Dozens of civil rights groups signed onto letters sent to the House and Senate last week, calling on legislators to remove Sections 301 and 302 from the next and future rounds of federal appropriations bills.

“It is alarming that such legislative language would still be present in 2018, at a time when racial re-segregation of our public schools has surged, where a majority of members of the Supreme Court have declared school diversity to be a ‘compelling government interest,’ and where many districts are working voluntarily to promote racial and economic integration for the benefit of their children and communities,” the letters state.

Such anti-diversity provisions have been included in appropriations bills since at least 1974, established in a political era of fierce opposition to desegregation mandates.

Signatories to the letters included the NAACP Legal Defense and Education Fund, the ACLU, the National Education Association, the American Federation of Teachers, Democrats for Education Reform, and the Disability Rights Education & Defense Fund.

“We must no longer passively accept the status quo of their presence in appropriations bills,” stated the National Coalition on School Diversity, a network of more than 50 civil rights groups, university-based research centers, and education practitioners. “It’s time for a shift that puts the federal government firmly on the side of local communities that desire to use their federal funds to bolster school integration efforts.”

Momentum to remove these provisions began last year, when it became evident that the decades-old riders conflicted with the Every Students Succeeds Act, the federal education overhaul passed in 2015. That law gives states and local districts greater flexibility to implement evidenced-based school improvement strategies. Decades of research have shown that racial and socioeconomic integration can lead to a wide-range of academic and social benefits — which many state and local policymakers hope to provide for students.

Civil rights groups managed to convince legislators to exempt the federal magnet school program from the riders in last year’s appropriations cycle, and Congress pledged to “consider a longer term solution” on the issue this year. According to Nicole Dooley, policy counsel at the NAACP Legal Defense and Educational Fund, these new letters represent advocates’ attempts to hold Congress to its word. For too long, Dooley says, Sections 301 and 302 just “flew under the radar” and no repeal attempts were even tried.

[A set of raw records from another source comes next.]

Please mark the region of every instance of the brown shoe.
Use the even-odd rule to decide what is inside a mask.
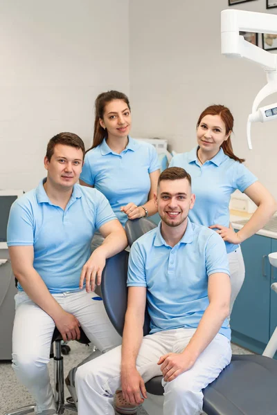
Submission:
[[[132,403],[127,402],[124,399],[122,391],[116,391],[114,399],[114,409],[116,412],[123,415],[136,415],[138,411],[138,407],[134,406]]]

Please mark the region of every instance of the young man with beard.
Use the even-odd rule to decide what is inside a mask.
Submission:
[[[189,220],[195,195],[184,169],[163,172],[154,200],[161,221],[131,248],[122,347],[78,369],[80,415],[114,414],[112,396],[120,386],[131,404],[142,403],[145,382],[161,374],[163,414],[198,415],[202,389],[230,362],[224,243]],[[146,304],[151,330],[143,337]]]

The most vocal legislative champion of removing these provisions has been Representative Bobby Scott (D-VA) who pushed unsuccessfully for removing the provisions altogether in 2017. Scott released a statement this year “vow[ing] to fight again” for the removal of “discriminatory education policy riders that discourage efforts to increase public school integration.”

Last year civil rights groups circulated an online petition to generate awareness about the overlooked provisions, and a new petition was launched last week.

Funding for transportation can make a significant difference in school desegregation efforts, given that housing markets across the country still tend to be heavily segregated. Erica Frankenberg, an education policy research at Penn State University, says that studies show magnet schools that offer free transportation are more likely to attract African-American families, and magnet schools that do not provide free transportation are more likely to be segregated.

Repealing Sections 301 and 302 could also help make more funding available to deal with another threat to busing as a strategy for desegregating schools — rising fuel costs. As the costs to transport students goes up, many school districts have been looking for ways to reduce expenses. Eliminating busing across school district lines has been one strategy that localities have turned to.

“These [integration] issues can’t be disentangled from the broader cuts we’re seeing to transportation funding,” says Frankenberg.